Neiman: Es haben sich inzwischen fast alle Medien entschieden, das Wort „autoritär“ zu benutzen. Aber sogar Trumps höchster Militärberater sagte vor einem Jahr: „He’s fascist to the core.“ – „Er ist ein Faschist durch und durch.“ Und das dritte Thema, das mich umtreibt, ist eben Israel/Palästina, da kenne ich mich aus. Ich habe fünf Jahre in Israel gelebt, bin gut vernetzt. Von den drei Themen, die mich wirklich aufregen, könnte ich bei diesem am meisten bewegen, dachte ich. Aber es ist traurig. Ich denke nicht, dass ich und meine Kollegen viel erreicht haben. Wenn sich die Diskussion verändert hat, dann nur deshalb, weil das, was in Gaza passiert, so katastrophal ist.

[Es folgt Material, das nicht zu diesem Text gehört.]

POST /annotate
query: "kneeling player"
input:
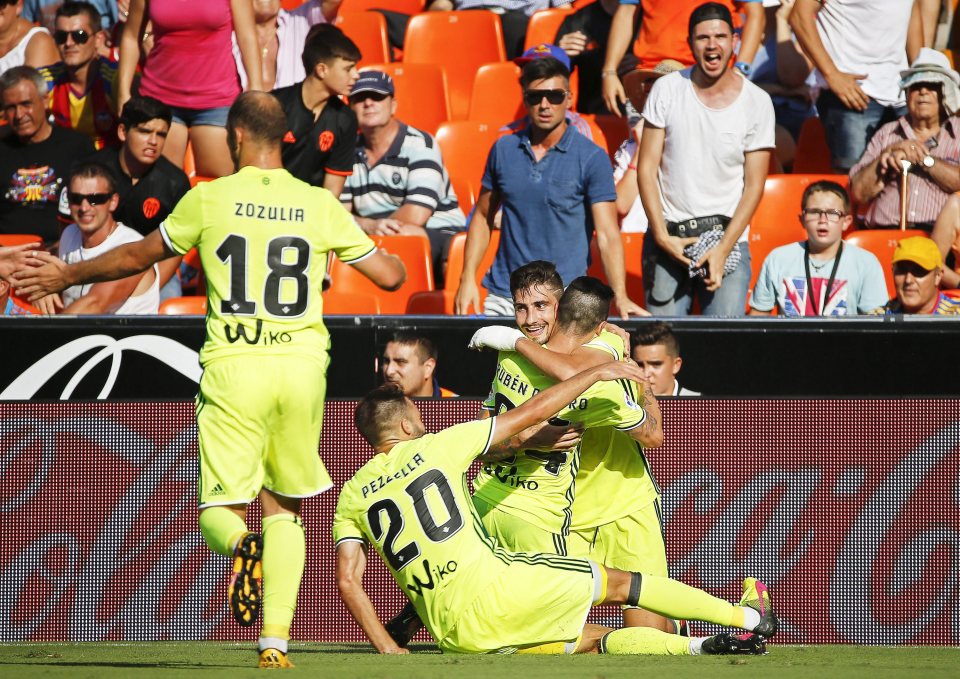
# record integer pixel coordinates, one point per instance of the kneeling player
(411, 502)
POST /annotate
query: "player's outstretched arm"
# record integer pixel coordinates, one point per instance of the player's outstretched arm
(351, 563)
(550, 401)
(47, 274)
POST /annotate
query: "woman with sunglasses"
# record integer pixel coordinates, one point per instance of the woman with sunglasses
(22, 43)
(191, 69)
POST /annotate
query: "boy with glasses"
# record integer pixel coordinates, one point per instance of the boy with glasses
(823, 275)
(82, 85)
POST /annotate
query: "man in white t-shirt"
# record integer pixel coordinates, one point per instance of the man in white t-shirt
(708, 132)
(859, 48)
(823, 275)
(92, 194)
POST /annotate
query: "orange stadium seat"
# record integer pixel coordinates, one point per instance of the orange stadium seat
(632, 257)
(10, 239)
(464, 145)
(369, 31)
(421, 90)
(461, 41)
(813, 154)
(495, 96)
(184, 306)
(544, 24)
(402, 6)
(882, 243)
(775, 221)
(441, 301)
(414, 251)
(350, 303)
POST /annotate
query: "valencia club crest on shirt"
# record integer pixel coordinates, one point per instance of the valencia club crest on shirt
(151, 206)
(326, 140)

taz: Können Sie Donald Trump seit dem Waffenstillstand im Nahen Osten auch etwas Gutes abgewinnen?
Neiman: Trump kann ich nichts abgewinnen, ihn interessieren weder Israelis noch Palästinenser, sondern nur die Frage, wie er Geschäfte im Nahen Osten machen kann. Das zeigt auch sein sogenannter Friedensplan, der ohne jede palästinensische Mitwirkung formuliert wurde. Vieles bleibt ungeklärt, geschossen wird immer noch, und Gaza bleibt noch ein Albtraum. Ich bin froh, dass es viel weniger Gewalt gibt, aber feiern sollte man erst, wenn wir mehr wissen.
Lea De Gregorio, 33, lebt als Autorin und freie Journalistin in Berlin. Wie Neiman hat sie Philosophie studiert.